Does Your Investor Contribute More Than Money?
In the stress of searching for expansion
capital, it can be easy to forget that the right investor can add
more than money to a company’s resources. Successful investors with
good reputations and broad ranging contacts can help in many ways.
As directors and counselors, their experience can help management
avoid costly mistakes. They can help direct management develop
useful metrics for measuring and directing company activity. Their
knowledge of industry practice and the activities of competitors can
give management fresh perspective on their business. Their good
reputations and finance industry contacts can make future
fundraising easier and less costly. Contacts they have can help
management find qualified executives to fill important functions.

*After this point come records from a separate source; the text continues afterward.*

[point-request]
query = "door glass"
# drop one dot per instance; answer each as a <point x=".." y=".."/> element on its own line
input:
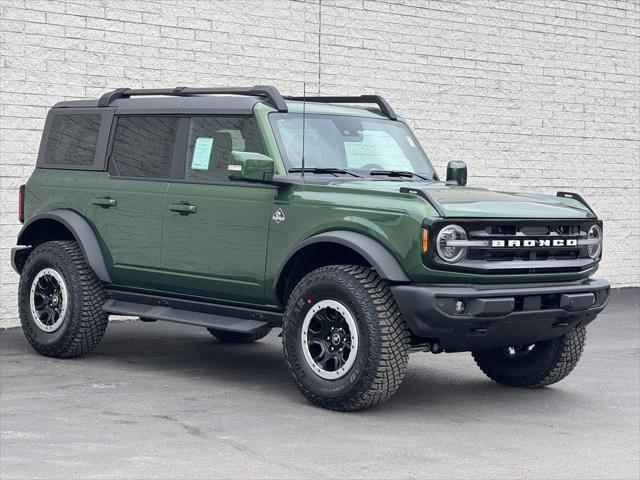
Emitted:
<point x="211" y="141"/>
<point x="143" y="146"/>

While management’s first objective in a
fund raise is to obtain capital on favorable terms at the least cost
to the company, a strong investor’s other contributions can, in the
long run, have much more to do with the company’s ultimate success
than the money they provide in first investment. But how does
management know, in advance, that a given investor can or will
provide meaningful non-financial value to their company? There can
be no guarantees, but inquiries into the following matters during
the fundraising process can help management know more about what
type of investor they are getting.
·
Portfolio company
success. Success attracts money and good
people. It usually follows from good decisions and successful
implementation. The more successful your investor has been, the more
helpful he is likely to be to the company. In gauging this factor,
managements should include discussions with managers of the
investor’s other investments, past and present, and inquire to what
degree their goals and aspirations were met. Investor and management
goals are not always the same.
·
Reputation in the
company’s industry. Is the investor active
in the company’s industry? If he is and his reputation is solid, his
contacts can help management identify and attract important
management members to strengthen its team. Investor knowledge about
the industry can supplement management’s background, providing more
experience for critical company decisions.
·
Working
relationships with portfolio companies.
Direct conversation with managers of other companies the investor
has been involved with is the best way to determine whether the
investor will be helpful or distracting. Any investor should be
willing to provide management with a list of companies in which it
has invested. Appropriate questions include whether the investor
supported the company through difficult times, whether he made
constructive contributions as a board member, and whether he was
helpful in identifying and attracting investors to later investment
rounds.
·
History of
investing in later rounds. Not all
investors have the capability or interest in investing in later
rounds of company financings. Those that do can make it easier to
raise money by committing to provide part of the funding on terms
negotiated by new investors when the fundraising process begins.
Questions about an investor’s ability, willingness and history of
investing in later rounds of other companies can help management
determine whether they have identified an investor who will invest
in their subsequent financings.
·
Reputation in the
finance industry. Is the investor known as
a player in the national or regional venture capital industry? Is
the investor respected in the investment banking community? Have
they backed companies who have conducted successful public offerings
or sales at attractive values? The answers to these questions will
help management evaluate the degree to which their investor may be
able to assist the company in attracting later investment or a
quality investment banker to assist in its sale or public offering.